The Good and the Unlucky

08/16/00 - 07:00 AM EDT

Adam Lashinsky

How much has the world changed in six months? Just look at two initial public offerings profiled here in February, days before the companies made grossly divergent stock debuts. The two, Varsity Group (VSTY Quote) (formerly VarsityBooks.com) and webMethods (WEBM Quote), tell nearly all the relevant tales of the crazed market for tech stocks over the past three years: devil-may-care investing by venture capitalists, a cavalier willingness by investment bankers to foist ill-prepared companies on the public markets, and momentum-trading scenarios where it's tough for average investors to make money even on shares of promising companies, to name just a few.

VarsityBooks and webMethods made for an odd couple of IPOs for reasons beyond the proximity of their offerings. Both were funded by prestigious Silicon Valley venture firm Mayfield Fund as well as the venture arm of investment brokerage Friedman Billings Ramsey. Both are headquartered in the Washington, D.C., area. And both embraced one of the Web's biggest buzzwords. Unfortunately for VarsityBooks, its buzzwords were business-to-consumer e-commerce, the twist being a focus on the college textbook market. Fortunately for webMethods, its buzzword was business-to-business, or B2B, which in its case means selling software to businesses for use in tying corporate Web sites to other sites.

Even though both companies have more or less stuck with their game plans, the results couldn't be more different. VarsityBooks.com delayed its IPO by a few days, lowered its offering price to 10 (from 12 to 14) and then went public on Feb. 15. The stock never went anywhere -- except down -- and rests today at one buck per share. webMethods, on the other hand, rode an IPO rocket ship. It was priced at 35, far above its planned range of 11 to 13, soared to 336 1/4 shortly after the IPO and rests today at a hair below 96.

The bottom line is that Varsity is a company that no banker would have the audacity to take public today. And even webMethods is a company that investors in the aftermarket would think twice about before buying its inflated post-IPO shares.

The renamed Varsity Group is useful to illustrate the fast boom-to-bust cycle of the dot-com craze. It had single-digit gross margins when it went public and onerous marketing payments to America Online's ICQ unit. Profitability was far into the future. Not surprisingly, the company shifted its focus after the stock cratered; it no longer stresses its campus bookselling program and instead focuses on marketing services, whereby it can connect major marketers like AT&T Wireless with a college audience.

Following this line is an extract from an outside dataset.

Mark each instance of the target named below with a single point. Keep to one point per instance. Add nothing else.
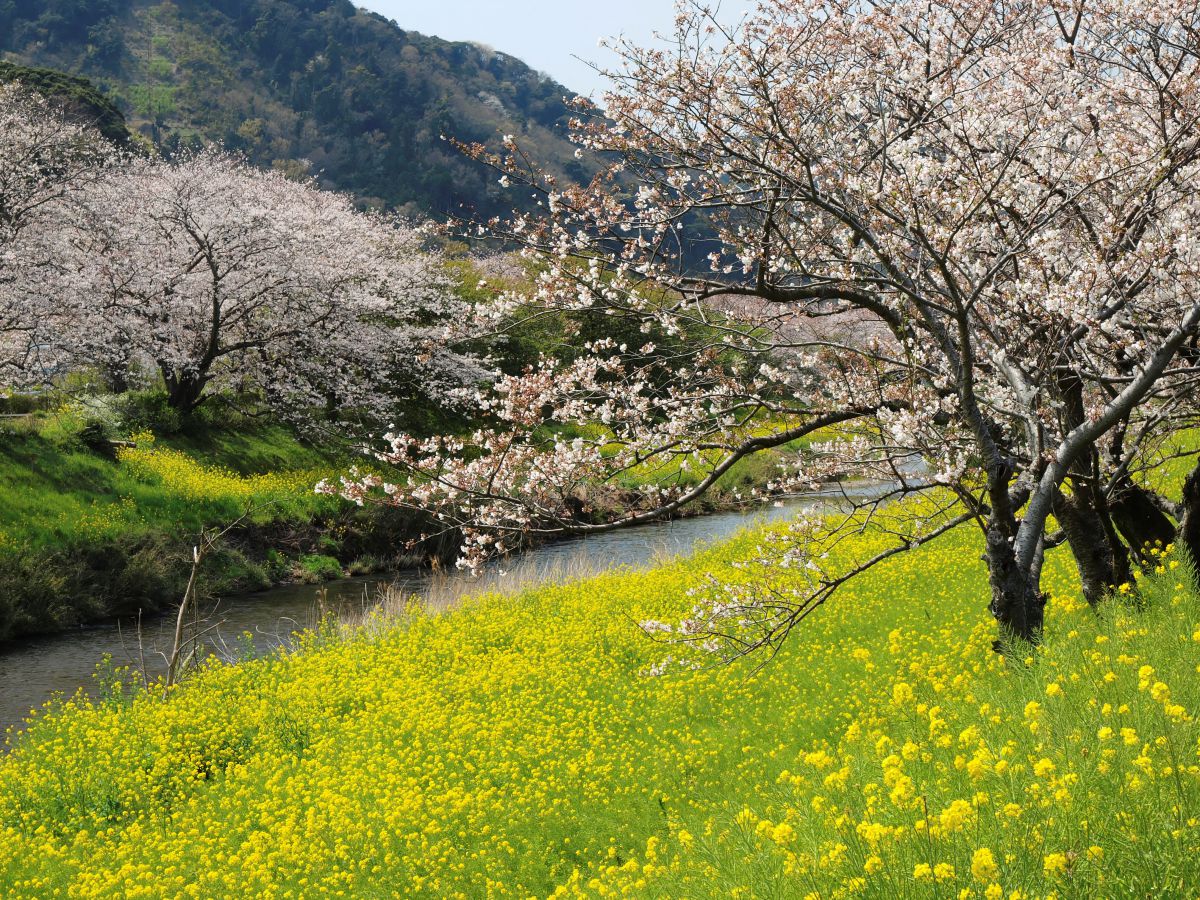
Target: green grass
(516, 747)
(55, 490)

"The long-term goal of the company always was to be a marketing services channel to college kids," says Allen Morgan, a partner with Mayfield and a Varsity Group board member, who adds that books were only a "hook" to attract customers who could then be sold all sorts of stuff.

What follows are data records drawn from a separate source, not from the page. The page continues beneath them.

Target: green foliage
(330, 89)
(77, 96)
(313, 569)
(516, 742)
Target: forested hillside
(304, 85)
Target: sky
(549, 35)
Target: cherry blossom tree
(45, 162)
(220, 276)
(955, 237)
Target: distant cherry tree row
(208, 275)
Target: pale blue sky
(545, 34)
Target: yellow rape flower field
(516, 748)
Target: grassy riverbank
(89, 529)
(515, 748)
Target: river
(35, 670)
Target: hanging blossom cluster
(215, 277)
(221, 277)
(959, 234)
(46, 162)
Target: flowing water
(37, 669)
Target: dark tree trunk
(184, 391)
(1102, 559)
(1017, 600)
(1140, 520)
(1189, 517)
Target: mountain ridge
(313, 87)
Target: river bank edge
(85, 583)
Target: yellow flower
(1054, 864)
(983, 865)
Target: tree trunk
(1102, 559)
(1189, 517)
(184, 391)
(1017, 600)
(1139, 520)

"Since Nasdaq made clear that everybody had a shorter runway that we thought," Varsity has had to focus more on capitalizing on its expertise, he says. Morgan contends that as Varsity is heading into the crucial back-to-school season, the next few months will determine if the company is to be successful.

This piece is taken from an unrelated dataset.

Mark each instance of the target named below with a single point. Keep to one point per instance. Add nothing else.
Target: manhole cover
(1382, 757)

Wall Street hasn't been impressed. Even Lauren Cooks Levitan, an analyst with Varsity's lead underwriter, Robertson Stephens, downgraded the company's shares to market performer from long-term accumulate following Varsity's earnings release last week.

For its part, Varsity predicts it will be profitable by the second half of next year, and it has fired employees and cut back on marketing spending to help achieve the goal. Oh, and it plans to raise an additional $10 million to $12 million to pad its $23 million cash horde, undoubtedly the best reason to have gone public. The prospect of raising more money, at least, should keep the investment-banking community's interest.

The story at webMethods has been completely different. The company has been growing revenue quickly. It recorded revenue for the quarter ended June 30 of $15.6 million, up about fivefold from the year-earlier period. Tuesday its shareholders approved the $1.3 billion acquisition of Active Software (ASWX Quote), another B2B software concern.

Despite its success, webMethods hardly has been a home run for investors. Those privileged enough to get its IPO shares made a killing, of course. But plenty lost out as the stock skidded to 44 1/2, and it has bounced around with the volatility of a stock that trades more on whims than on fundamentals. Not taking into account the Active purchase, webMethods sports a $3 billion valuation. And yet the company faces new competition from the likes of Tibco Software (TIBX Quote) and Vitria Technology (VITR Quote).

I predicted back in February that even if IPOs like Varsity cratered, it wouldn't mean an end to the IPO party. Plenty of mutual funds remain ready to snap up shares in the many venture-backed firms that still want to go public. But the growth must be huge, and investors can't hear often enough that "success" is relative.

Don't confuse the success of institutional investors with yours.